Chapter 7.1

Wilmington Tomorrow:

TELLING THE STORY

    The story of 1898 is an important, long suppressed part of the story of Wilmington, past and present. But what will be the story of Wilmington's future? Will it be a story of continued racial division, inequality, and tension? Or will we move as a city in the 21st century toward greater mutual understanding, racial justice, and equality?

    The 1898 Foundation was created to address the deep racial tensions that mark this community of 150,000 people--tensions largely rooted in the events of 1898 and the seventy years of racial oppression and segregation they ushered in. There can be little doubt that the economic disparities between black and white communities in Wilmington today were, to a significant degree, reborn in that violence, and in the determination of succeeding generations of whites to segregate the races and preserve white supremacy.

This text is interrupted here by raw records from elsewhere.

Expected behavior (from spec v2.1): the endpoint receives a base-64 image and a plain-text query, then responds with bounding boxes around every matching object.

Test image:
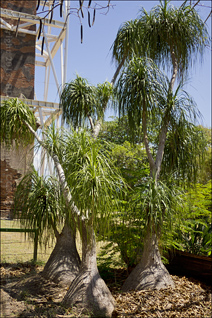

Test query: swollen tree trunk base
[42,224,80,286]
[63,223,115,317]
[122,227,174,292]
[63,270,115,317]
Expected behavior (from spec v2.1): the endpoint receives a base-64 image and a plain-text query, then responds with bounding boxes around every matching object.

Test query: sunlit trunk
[63,222,115,317]
[42,224,80,286]
[122,224,174,292]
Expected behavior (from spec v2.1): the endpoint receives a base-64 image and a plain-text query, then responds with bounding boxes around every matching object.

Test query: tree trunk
[122,225,174,292]
[42,223,80,286]
[63,222,115,317]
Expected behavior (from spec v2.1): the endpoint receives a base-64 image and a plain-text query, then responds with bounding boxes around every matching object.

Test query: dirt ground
[0,264,212,318]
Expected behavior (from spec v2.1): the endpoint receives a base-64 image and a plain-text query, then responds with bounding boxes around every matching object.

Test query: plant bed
[166,251,212,285]
[1,264,212,318]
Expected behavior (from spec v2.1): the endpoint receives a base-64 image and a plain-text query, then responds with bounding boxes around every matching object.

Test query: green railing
[0,228,38,262]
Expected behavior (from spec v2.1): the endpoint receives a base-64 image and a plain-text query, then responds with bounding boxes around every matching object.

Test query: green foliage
[60,75,113,128]
[63,130,125,229]
[115,57,167,139]
[112,141,150,188]
[161,123,208,187]
[0,98,36,146]
[99,116,141,145]
[14,169,65,240]
[60,75,95,127]
[177,180,212,256]
[113,0,208,76]
[111,19,141,63]
[139,0,208,76]
[132,177,181,230]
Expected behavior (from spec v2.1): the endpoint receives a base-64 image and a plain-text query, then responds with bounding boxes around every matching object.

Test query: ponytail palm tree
[60,75,113,138]
[14,169,80,286]
[63,130,124,317]
[116,56,203,291]
[1,100,124,317]
[112,0,208,89]
[113,0,208,291]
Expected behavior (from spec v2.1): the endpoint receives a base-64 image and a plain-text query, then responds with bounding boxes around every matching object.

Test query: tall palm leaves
[60,75,95,127]
[113,0,208,82]
[60,75,113,130]
[116,56,165,131]
[0,98,36,146]
[14,169,65,238]
[139,0,208,76]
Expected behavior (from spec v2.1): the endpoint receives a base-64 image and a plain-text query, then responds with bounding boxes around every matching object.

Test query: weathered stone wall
[0,0,37,218]
[0,145,33,218]
[0,0,36,99]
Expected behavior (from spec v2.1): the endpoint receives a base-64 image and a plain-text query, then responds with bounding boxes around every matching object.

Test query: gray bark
[122,226,174,292]
[63,222,115,317]
[42,224,80,286]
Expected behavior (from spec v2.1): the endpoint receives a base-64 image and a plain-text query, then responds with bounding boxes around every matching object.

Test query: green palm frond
[95,81,114,118]
[0,98,36,146]
[111,19,142,63]
[14,169,65,239]
[60,75,95,127]
[112,0,208,76]
[132,178,182,230]
[116,56,166,136]
[139,1,208,76]
[61,129,125,231]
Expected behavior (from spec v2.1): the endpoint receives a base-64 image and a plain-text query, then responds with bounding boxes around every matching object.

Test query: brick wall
[0,0,36,99]
[0,0,37,218]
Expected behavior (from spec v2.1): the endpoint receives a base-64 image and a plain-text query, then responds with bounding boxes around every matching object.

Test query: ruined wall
[0,0,36,99]
[0,0,37,218]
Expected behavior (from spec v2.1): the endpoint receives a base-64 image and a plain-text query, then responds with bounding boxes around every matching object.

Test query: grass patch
[0,220,55,263]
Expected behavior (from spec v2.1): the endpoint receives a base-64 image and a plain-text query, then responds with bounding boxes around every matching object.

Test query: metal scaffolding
[0,0,69,174]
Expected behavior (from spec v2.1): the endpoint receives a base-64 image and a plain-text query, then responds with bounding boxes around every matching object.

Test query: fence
[0,228,38,262]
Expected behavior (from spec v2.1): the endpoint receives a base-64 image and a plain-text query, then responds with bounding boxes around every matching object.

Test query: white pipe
[43,28,60,94]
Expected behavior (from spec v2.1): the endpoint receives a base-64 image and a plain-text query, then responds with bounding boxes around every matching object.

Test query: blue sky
[35,0,211,128]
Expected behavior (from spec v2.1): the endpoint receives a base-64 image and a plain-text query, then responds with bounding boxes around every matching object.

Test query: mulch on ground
[1,264,212,318]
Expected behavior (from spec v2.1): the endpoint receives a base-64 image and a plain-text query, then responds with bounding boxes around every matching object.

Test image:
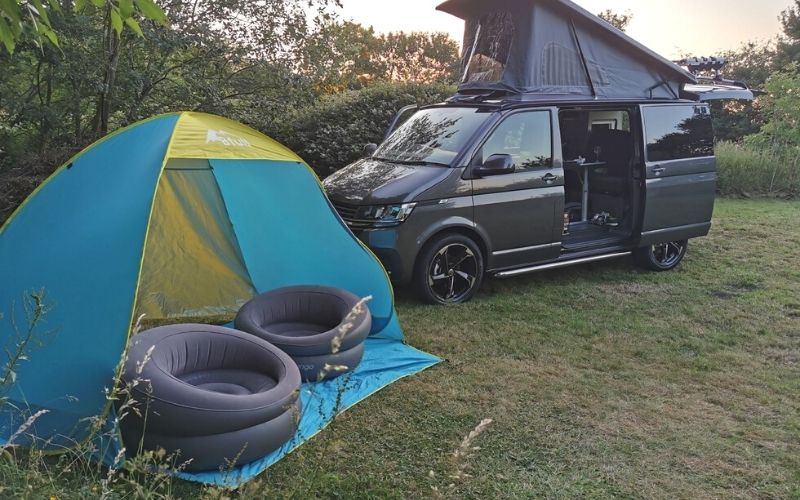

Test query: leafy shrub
[271,84,455,177]
[716,142,800,198]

    In the words of one of the leaders of the 1898 Foundation, Bertha Todd,

"No one living in Wilmington today was a participant in the events of 1898. Consequently, none among us bears any personal responsibility for what happened. But all among us are responsible for 1998. On each of us falls the personal responsibility to make our community one where economic justice and racial harmony flourish. Surely this is a challenge we are willing to accept."

Bertha Todd

    The first step in the process of reintegrating and reuniting the city of Wilmington was taken in 1998. In that year, the 1898 Foundation staged and sponsored or co-sponsored a series of events, intended to reclaim, from its racist distortions, the truth about the revolution of 1898, and its terrible consequences for African Americans living in this area and in North Carolina as a whole.